Modifiche alla viabilità e divieti,
per i tralicci “chiude” la tangenziale
LODI Previsti due blocchi notturni, il primo fra il 15 e 16 aprile, sulla variante
Il primo stop al traffico veloce della tangenziale, arriverà già questa settimana, nella notte tra mercoledì e giovedì. Il secondo sarà invece la settimana successiva. C’è il dettaglio del piano che porterà il capoluogo a dire addio ad una serie di tralicci dell’alta tensione, in un’operazione a impatto destinata a chiamare lo skyline di Lodi, liberare aree, anche per possibili sviluppi futuri, e scorci di cielo.

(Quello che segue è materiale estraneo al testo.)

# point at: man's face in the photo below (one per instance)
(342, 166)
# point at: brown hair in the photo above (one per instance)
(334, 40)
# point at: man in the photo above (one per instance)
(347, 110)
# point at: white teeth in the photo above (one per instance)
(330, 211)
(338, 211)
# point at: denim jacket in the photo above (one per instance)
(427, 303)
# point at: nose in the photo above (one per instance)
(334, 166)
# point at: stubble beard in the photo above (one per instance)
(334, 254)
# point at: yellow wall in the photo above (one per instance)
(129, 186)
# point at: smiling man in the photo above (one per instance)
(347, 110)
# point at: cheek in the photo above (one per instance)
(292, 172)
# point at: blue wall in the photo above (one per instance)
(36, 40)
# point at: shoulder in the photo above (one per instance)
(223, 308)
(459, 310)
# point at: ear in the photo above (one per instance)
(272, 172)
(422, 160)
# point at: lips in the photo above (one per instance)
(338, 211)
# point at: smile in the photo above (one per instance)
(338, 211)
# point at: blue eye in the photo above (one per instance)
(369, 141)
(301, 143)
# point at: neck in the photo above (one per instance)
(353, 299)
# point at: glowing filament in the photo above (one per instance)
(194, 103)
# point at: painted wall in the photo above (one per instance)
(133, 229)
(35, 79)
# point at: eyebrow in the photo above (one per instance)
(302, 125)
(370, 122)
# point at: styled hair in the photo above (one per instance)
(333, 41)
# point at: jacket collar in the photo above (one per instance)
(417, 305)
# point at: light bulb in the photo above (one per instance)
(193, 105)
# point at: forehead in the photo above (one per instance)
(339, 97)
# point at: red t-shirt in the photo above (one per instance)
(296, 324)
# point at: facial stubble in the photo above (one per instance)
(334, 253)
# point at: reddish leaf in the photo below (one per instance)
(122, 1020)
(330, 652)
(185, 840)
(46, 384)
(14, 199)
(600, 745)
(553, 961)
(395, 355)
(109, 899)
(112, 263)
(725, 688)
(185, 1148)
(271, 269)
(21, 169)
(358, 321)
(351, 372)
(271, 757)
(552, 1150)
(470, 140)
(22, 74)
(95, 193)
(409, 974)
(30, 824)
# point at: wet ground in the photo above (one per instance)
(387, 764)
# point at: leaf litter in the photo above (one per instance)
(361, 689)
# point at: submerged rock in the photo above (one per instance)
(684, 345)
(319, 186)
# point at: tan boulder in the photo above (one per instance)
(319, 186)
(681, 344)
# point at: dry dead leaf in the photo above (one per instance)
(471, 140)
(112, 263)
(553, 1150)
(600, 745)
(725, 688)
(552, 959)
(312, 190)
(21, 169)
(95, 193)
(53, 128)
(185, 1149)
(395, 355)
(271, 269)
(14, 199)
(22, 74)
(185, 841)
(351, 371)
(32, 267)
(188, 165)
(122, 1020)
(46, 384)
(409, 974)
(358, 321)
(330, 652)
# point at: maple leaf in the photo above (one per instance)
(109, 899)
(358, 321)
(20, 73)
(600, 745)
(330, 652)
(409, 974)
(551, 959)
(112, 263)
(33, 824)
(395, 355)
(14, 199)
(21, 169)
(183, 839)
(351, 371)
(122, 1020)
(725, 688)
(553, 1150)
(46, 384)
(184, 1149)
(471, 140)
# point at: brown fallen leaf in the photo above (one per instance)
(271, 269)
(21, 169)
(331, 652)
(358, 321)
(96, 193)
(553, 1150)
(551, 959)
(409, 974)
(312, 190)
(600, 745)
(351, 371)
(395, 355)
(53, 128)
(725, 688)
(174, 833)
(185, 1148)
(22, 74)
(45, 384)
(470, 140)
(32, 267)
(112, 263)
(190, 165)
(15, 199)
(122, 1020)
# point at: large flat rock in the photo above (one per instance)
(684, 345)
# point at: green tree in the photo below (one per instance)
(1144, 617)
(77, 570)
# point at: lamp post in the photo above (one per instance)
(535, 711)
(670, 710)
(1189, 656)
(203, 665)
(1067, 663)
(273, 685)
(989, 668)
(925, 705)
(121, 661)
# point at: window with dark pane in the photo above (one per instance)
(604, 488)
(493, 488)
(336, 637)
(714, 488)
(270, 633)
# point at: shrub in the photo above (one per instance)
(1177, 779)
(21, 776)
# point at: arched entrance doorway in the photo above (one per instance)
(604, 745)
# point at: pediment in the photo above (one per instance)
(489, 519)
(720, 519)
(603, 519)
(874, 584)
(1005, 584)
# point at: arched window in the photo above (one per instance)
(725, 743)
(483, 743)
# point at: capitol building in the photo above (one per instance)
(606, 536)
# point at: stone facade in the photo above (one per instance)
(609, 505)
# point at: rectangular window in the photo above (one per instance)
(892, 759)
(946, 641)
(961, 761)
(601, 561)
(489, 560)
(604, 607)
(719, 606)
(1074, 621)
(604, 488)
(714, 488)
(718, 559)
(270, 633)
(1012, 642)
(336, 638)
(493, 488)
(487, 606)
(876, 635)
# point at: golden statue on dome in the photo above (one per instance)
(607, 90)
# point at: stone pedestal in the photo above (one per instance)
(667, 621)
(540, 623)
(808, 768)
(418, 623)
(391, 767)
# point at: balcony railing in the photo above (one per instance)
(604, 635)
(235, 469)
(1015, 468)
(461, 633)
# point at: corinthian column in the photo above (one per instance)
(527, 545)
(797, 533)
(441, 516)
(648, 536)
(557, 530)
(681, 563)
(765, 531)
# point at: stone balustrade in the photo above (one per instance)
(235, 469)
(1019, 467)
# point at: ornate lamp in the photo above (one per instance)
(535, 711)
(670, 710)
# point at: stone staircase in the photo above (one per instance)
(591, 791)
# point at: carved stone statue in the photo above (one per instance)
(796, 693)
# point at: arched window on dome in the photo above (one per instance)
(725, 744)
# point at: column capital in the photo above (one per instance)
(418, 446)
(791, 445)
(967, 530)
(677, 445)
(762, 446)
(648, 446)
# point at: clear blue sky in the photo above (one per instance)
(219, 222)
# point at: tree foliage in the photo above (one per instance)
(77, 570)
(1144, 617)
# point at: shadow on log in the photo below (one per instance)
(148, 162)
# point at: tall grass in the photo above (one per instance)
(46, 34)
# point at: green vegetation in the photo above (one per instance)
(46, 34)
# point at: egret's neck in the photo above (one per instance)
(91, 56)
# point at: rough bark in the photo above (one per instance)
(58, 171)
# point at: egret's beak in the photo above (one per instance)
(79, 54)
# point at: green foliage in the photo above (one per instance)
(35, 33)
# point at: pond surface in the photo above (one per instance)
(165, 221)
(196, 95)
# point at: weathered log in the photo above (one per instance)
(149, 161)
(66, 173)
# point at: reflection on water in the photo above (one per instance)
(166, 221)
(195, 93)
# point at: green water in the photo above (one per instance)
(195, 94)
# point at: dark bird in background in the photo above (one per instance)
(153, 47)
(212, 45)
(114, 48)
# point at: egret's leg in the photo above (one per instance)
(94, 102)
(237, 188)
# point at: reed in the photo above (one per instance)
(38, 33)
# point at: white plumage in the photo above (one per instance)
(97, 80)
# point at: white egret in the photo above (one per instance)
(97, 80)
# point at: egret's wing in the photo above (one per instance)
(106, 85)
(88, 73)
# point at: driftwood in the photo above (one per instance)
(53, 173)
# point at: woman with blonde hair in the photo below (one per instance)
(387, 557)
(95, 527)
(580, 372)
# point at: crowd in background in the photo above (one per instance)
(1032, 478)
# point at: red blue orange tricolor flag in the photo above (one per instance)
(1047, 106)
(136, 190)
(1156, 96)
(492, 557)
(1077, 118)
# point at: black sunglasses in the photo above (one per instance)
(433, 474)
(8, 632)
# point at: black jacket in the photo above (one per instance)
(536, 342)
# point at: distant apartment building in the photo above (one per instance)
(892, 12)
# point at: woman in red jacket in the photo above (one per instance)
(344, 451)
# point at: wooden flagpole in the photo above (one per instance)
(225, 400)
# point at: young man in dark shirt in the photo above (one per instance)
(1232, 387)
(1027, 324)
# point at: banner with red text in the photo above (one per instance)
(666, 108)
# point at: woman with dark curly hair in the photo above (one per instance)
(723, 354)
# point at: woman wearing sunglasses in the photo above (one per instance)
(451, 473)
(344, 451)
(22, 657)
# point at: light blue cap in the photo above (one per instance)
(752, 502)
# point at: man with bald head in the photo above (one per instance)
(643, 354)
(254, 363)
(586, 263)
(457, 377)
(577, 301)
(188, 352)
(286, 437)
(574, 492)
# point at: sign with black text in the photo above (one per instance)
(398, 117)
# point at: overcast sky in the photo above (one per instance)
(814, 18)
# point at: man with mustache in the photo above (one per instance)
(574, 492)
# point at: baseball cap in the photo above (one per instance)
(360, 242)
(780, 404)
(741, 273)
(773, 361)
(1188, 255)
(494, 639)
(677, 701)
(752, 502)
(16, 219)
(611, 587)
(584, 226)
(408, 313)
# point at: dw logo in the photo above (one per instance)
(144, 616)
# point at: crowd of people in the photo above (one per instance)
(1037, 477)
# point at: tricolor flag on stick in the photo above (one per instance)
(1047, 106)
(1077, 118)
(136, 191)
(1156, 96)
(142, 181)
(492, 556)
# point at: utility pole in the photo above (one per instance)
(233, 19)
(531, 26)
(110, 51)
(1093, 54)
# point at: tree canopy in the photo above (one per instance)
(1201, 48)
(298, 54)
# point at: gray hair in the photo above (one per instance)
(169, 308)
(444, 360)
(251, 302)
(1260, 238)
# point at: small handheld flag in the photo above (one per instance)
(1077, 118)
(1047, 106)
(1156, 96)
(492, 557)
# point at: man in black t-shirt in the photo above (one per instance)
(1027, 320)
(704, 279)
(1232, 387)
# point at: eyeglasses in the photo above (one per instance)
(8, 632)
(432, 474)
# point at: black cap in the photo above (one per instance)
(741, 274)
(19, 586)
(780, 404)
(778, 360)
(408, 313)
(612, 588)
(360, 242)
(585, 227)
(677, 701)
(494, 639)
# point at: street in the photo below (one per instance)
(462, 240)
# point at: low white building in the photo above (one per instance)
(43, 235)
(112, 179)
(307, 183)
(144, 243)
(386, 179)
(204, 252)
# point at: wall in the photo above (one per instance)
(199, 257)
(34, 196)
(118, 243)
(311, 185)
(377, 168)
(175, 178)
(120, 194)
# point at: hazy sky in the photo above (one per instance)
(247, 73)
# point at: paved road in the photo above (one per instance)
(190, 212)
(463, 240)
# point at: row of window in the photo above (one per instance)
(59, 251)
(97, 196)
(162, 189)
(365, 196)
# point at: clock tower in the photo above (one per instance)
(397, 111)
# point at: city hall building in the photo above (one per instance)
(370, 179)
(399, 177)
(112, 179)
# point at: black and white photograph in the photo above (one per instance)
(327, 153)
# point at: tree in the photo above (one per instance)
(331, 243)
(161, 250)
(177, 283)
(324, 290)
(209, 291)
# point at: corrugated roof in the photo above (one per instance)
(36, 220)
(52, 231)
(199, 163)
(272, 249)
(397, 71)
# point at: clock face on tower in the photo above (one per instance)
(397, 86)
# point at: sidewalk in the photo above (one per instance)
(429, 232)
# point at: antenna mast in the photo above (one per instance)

L’operazione è concordata tra Comune di Lodi e Terna Rete Italia ed era stata già oggetto di un passaggio in consiglio comunale, legata alla concessione delle aree per la realizzazione di due tratti di linea interrata che andranno a sostituire quelle aree. In questa fase di intervento è prevista la demolizione di qualcosa come 18 tralicci, da decenni parte integrante del paesaggio urbano e più volte finiti al centro di richieste della cittadinanza. Nel dettaglio, tra le maxi infrastrutture metalliche che andranno via via a sparire dalla mappa della città ci sono quelle in via del Chiosino, in via Lutero, in via Baggi, alla rotonda di viale Pavia, nei pressi del parcheggio Coop/Burger King, in via Marescalca e ancora in via Buozzi, via Vittime della violenza, ma anche all’oratorio di Sant’Alberto in via Saragat, in via Zalli e in via Don Minzoni, in via San Colombano al civico 43, in via Togliatti (anche nel parco Paul Harris), in piazzale degli Sport (nei pressi del campo da Baseball) e ancora lungo la ss9 e la sp107.